Do you know who made your iThing?

Mike Daisey was a self-described “worshipper in the cult of Mac.” Then he saw some photos from a new iPhone, taken by workers at the factory where it was made. Mike wondered: Who makes all my crap? He traveled to China to find out.

That is the tagline from this week’s This American Life, freely available as an mp3 this week. Often funny but also often horrifying: Child workers, terrible workplace injuries, and police state tactics. They have released reports on the Apple subcontractor from October 2010May 2011, and September 2011.

I am of two minds. If even a tenth of the abuses are systematically true, then even the most ardent capitalist among you should be incensed.
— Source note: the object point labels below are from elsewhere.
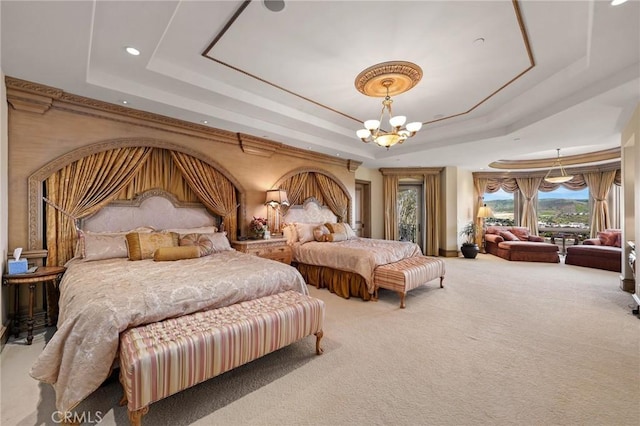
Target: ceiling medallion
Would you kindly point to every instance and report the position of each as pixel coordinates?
(387, 79)
(403, 76)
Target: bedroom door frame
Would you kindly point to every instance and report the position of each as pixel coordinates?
(418, 188)
(363, 208)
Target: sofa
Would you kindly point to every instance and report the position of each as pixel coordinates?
(603, 252)
(516, 243)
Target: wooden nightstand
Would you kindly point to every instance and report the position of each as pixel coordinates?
(42, 275)
(273, 248)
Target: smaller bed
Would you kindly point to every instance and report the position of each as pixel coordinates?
(335, 258)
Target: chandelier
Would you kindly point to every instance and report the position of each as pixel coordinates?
(388, 78)
(562, 177)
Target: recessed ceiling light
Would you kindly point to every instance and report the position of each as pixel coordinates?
(274, 5)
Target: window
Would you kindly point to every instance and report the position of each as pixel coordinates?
(502, 205)
(564, 208)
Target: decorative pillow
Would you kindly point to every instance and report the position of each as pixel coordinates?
(521, 233)
(290, 233)
(104, 245)
(349, 231)
(320, 232)
(176, 253)
(207, 243)
(198, 230)
(142, 246)
(305, 231)
(508, 236)
(607, 238)
(336, 236)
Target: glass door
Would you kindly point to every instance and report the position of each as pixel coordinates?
(410, 213)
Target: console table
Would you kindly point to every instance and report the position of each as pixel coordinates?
(42, 275)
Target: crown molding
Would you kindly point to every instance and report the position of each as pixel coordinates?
(38, 98)
(591, 157)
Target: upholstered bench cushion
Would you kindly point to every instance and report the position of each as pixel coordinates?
(409, 273)
(160, 359)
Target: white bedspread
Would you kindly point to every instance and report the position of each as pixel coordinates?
(101, 299)
(359, 255)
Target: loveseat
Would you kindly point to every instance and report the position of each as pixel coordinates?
(603, 252)
(516, 243)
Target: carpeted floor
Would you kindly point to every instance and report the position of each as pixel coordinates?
(504, 343)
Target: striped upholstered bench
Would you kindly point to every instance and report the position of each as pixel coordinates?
(407, 274)
(163, 358)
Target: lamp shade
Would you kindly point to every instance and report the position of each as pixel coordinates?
(277, 197)
(485, 212)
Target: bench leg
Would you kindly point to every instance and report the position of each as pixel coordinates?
(402, 296)
(135, 417)
(319, 349)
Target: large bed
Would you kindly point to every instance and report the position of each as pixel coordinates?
(103, 294)
(345, 267)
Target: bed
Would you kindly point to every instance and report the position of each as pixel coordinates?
(344, 264)
(103, 294)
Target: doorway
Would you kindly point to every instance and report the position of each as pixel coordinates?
(410, 213)
(363, 209)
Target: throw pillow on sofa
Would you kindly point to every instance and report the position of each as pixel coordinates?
(509, 236)
(521, 233)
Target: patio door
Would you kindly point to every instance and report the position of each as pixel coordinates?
(410, 213)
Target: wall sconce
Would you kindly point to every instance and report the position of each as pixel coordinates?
(276, 198)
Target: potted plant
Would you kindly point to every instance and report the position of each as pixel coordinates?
(469, 247)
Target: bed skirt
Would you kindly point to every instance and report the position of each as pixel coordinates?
(344, 284)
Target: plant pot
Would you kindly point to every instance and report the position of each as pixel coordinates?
(470, 251)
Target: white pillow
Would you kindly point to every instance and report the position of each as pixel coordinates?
(289, 232)
(305, 231)
(349, 231)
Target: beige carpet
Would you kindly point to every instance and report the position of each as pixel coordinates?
(504, 343)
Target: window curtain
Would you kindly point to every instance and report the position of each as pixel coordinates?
(334, 196)
(480, 187)
(159, 171)
(599, 185)
(81, 189)
(390, 194)
(432, 205)
(294, 187)
(529, 189)
(213, 189)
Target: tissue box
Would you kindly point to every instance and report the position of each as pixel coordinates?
(18, 266)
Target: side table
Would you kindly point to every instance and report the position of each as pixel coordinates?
(43, 274)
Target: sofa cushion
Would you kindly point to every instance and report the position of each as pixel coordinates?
(527, 246)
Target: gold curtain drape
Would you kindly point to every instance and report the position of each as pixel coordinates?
(529, 189)
(599, 185)
(390, 196)
(334, 196)
(480, 187)
(213, 189)
(159, 171)
(81, 189)
(432, 208)
(294, 187)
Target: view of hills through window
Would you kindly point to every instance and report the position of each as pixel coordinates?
(562, 208)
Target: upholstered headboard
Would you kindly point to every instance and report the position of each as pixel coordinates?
(156, 208)
(310, 212)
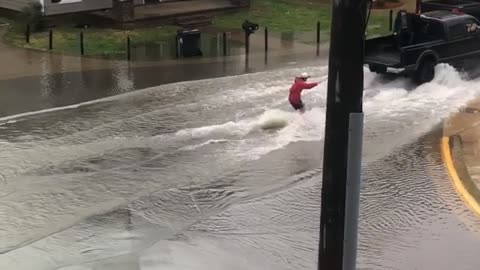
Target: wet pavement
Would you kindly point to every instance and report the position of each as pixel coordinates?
(41, 80)
(462, 132)
(192, 175)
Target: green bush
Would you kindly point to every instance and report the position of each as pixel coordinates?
(32, 15)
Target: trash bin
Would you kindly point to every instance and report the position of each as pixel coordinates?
(189, 42)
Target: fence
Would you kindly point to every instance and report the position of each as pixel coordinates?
(226, 47)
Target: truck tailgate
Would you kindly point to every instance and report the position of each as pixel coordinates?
(387, 58)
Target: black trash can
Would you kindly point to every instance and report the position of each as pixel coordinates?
(189, 43)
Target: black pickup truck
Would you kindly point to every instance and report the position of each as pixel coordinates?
(420, 41)
(464, 6)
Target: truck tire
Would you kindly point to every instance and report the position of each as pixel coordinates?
(425, 72)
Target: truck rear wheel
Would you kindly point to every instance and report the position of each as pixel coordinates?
(425, 72)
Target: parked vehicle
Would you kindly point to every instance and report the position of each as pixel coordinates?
(462, 6)
(420, 41)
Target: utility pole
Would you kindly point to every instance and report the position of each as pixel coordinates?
(343, 137)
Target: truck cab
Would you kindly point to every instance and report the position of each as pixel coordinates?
(420, 41)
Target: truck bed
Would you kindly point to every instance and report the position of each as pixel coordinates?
(387, 58)
(382, 51)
On the other hand, I am in the midst of a randomized control trial of factory labor in Ethiopia. One reason is because I believe–and the early results suggest–that the improvements in poverty and work conditions and risk and well-being are huge. Huge huge.

But accounts like Daisey’s add nuance. Factories may only look good relative to the alternative (unemployment, or toiling in fields) but could be terrible in absolute terms. This is most true when workers have at least basic rights and protection, and the employer is not a monopsonist or cabal–the only real employer in town. The Apple subcontractor’s plant has more than 400,000 workers. That offers more than a little non-market power.

Listen to the podcast, but be warned that you won’t look at your Apple product the same way again.

Daisey is a superb storyteller and this is a travelling monologue/show. Daisey’s website, showdates and other monologues are here. I am planning to see the NYC show.